Eine chronologische Durchsicht dieser Arbeiten läßt uns deutlich erkennen, wie Bach sich mehr und mehr von den niederländischen und norddeutschen Vorbildern frei macht. Das phantastische, zügellose und keck virtuose Element tritt zurück zu Gunsten einer konsequenten und erschöpfenden Gedankenentwickelung, bei welcher der Reichthum der Phantasie und die Frische und Eigenthümlichkeit des Temperamentes gleichwohl nicht verkürzt erscheinen. Einen großen Antheil an dieser Umwandlung dürfen wir der italienischen Musik zuschreiben, deren nähere Bekanntschaft Bach zuerst in Weimar machte. In den Klavierübertragungen Vivaldi’scher Violinkoncerte, in der oft genannten Fuge über ein Thema von Legrenzi, in der Canzone D-moll (Frescobaldi nachgebildet) und in ähnlichen Arbeiten hat Bach die direkten Früchte dieser italienischen Studien niedergelegt. Bisweilen stehen diese Uebertragungen und Bearbeitungen zu den Originalvorlagen in einem Verhältniß wie die aufgegangene Ernte zu den Saatkörnern. Der besondere Liebling Bach’s war Albinoni, ein angenehmer, herzhafter venetianischer Dilettant.

Von Weimar aus verbreitete sich auch zuerst Bach’s Ruf als Orgelspieler. Häufige Kunstreisen, die er in der Regel im Herbst unternahm, trugen dazu das Ihrige bei. Einmal, in Kassel, riß er durch ein bloßes Pedalsolo den Prinzen Friedrich, den nachmaligen König von Schweden, zu solchem Enthusiasmus hin, daß dieser seinen Brillantring vom Finger zog und ihn an die Hand Bach’s steckte.

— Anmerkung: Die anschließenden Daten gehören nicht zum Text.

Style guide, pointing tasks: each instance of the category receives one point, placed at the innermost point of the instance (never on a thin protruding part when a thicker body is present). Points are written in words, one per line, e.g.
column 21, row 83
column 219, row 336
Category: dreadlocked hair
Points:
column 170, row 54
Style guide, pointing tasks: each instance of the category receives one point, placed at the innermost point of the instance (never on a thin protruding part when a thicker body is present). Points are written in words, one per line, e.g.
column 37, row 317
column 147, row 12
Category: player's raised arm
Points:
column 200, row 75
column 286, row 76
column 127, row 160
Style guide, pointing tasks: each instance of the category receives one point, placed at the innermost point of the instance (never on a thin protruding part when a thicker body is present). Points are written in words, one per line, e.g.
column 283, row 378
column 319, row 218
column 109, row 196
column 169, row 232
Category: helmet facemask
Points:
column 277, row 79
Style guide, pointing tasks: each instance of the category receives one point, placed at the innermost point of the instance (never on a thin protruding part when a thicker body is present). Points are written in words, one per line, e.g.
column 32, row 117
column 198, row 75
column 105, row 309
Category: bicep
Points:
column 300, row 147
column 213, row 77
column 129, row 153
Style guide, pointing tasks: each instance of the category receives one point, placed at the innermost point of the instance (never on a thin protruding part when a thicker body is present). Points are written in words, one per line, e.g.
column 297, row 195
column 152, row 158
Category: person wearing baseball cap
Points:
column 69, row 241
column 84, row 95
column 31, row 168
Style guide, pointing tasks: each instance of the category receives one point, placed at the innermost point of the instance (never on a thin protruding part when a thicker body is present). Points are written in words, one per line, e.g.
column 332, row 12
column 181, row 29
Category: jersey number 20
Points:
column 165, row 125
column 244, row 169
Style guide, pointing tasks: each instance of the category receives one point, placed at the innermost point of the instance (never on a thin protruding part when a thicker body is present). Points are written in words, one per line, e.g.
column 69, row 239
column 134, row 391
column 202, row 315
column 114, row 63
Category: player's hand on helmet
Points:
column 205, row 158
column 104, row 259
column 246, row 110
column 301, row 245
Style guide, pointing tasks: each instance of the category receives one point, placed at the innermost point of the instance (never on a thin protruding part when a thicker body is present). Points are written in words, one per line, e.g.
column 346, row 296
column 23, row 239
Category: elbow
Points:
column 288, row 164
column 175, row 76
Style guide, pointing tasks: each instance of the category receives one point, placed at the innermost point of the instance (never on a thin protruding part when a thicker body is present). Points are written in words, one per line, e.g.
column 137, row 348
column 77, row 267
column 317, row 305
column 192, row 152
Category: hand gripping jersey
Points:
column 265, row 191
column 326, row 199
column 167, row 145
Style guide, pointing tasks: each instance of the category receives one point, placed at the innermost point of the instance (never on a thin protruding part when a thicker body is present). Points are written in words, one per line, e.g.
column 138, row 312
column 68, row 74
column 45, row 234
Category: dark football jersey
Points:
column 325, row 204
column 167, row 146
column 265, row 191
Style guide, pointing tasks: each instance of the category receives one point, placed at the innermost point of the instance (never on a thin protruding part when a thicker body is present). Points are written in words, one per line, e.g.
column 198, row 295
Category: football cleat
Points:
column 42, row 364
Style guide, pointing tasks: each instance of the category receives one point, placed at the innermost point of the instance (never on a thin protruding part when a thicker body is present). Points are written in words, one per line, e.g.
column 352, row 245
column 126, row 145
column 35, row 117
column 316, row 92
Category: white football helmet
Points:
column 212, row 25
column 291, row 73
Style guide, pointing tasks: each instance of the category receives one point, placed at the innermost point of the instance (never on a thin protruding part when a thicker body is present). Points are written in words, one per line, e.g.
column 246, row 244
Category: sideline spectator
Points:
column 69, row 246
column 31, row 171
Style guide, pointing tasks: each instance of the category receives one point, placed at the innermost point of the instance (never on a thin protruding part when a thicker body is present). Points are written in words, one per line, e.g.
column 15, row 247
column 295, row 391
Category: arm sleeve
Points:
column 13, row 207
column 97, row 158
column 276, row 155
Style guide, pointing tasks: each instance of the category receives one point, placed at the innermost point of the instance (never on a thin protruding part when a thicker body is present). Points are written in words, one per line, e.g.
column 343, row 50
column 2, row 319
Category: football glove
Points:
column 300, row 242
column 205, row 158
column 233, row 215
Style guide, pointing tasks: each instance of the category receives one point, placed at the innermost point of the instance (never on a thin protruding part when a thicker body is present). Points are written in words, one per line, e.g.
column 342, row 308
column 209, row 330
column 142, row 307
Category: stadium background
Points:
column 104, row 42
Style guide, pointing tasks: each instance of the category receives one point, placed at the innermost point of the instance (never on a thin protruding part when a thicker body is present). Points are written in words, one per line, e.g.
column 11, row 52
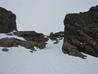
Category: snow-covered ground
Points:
column 50, row 60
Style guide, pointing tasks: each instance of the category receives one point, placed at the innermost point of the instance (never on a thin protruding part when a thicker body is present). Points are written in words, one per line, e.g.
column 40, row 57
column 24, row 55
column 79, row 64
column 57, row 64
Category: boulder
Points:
column 81, row 32
column 7, row 21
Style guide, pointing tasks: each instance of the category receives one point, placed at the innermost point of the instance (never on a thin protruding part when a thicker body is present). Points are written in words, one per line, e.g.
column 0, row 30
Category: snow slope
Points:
column 50, row 60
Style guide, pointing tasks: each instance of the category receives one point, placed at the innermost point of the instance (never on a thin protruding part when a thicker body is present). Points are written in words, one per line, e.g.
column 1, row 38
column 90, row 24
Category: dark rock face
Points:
column 7, row 21
column 81, row 32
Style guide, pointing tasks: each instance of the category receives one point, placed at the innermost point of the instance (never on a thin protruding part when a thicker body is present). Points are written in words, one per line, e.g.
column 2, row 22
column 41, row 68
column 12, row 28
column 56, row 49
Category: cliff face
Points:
column 81, row 33
column 7, row 21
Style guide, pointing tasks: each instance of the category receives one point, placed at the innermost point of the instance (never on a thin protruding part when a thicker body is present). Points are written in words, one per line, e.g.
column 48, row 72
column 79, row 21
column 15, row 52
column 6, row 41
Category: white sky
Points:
column 44, row 15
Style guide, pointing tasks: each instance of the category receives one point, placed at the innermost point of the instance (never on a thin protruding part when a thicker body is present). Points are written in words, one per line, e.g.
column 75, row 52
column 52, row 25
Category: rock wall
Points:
column 81, row 32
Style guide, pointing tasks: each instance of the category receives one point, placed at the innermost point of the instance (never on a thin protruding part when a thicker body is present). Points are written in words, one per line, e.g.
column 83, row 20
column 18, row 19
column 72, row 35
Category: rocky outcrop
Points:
column 32, row 39
column 7, row 21
column 38, row 39
column 81, row 33
column 56, row 36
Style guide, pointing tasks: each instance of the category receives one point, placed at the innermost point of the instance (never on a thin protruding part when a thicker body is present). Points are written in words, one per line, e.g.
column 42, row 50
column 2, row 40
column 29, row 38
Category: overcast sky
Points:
column 44, row 15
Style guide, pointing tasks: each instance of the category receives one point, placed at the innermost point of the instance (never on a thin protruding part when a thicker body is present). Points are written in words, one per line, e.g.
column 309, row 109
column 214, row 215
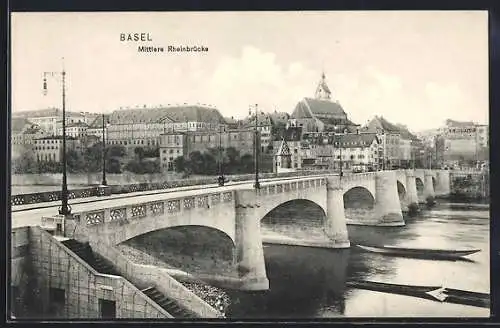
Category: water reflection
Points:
column 310, row 282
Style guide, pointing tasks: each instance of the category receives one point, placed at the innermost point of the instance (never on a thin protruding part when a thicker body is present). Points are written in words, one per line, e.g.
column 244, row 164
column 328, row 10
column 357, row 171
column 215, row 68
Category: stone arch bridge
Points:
column 238, row 212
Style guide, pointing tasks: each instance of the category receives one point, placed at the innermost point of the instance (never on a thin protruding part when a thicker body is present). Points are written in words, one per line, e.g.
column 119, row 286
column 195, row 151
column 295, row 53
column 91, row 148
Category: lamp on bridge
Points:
column 256, row 145
column 221, row 172
column 104, row 126
column 65, row 208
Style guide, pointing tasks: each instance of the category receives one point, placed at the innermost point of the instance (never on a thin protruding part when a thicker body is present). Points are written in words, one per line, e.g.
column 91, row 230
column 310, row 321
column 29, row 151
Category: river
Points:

Besonderes Aufsehen erregte er im Jahre 1717 in Dresden durch seinen Sieg über den französischen Klavier- und Orgelspieler Marchand. Dieses bewunderte und verhätschelte Schoßkind aller damaligen Virtuosenanbeter hatte unsern Sebastian Bach zu einem Wettspiel aufgefordert. Marchand verließ aber am Abend vor dem Gefecht in heimlicher Flucht das Feld, nachdem er Bach privatim gehört. Der Ruf von Bach’s Spielkunst stieg seitdem ins Mythische und lebt noch heute bis in die abgelegenen Punkte des sächsischen Landes hinein in Anekdoten fort, deren Abenteuerlichkeit die bekannten Paganini-Fabeln beinahe erreicht. Im Gefolge des Virtuosen wurde auch der Komponist Bach bekannt. Hier und da brachte er außer seinen Orgelkompositionen eine Kantate zur Aufführung, so 1716 in Leipzig bei Gelegenheit seines ersten Besuchs in der Stadt seines späteren Wirkens.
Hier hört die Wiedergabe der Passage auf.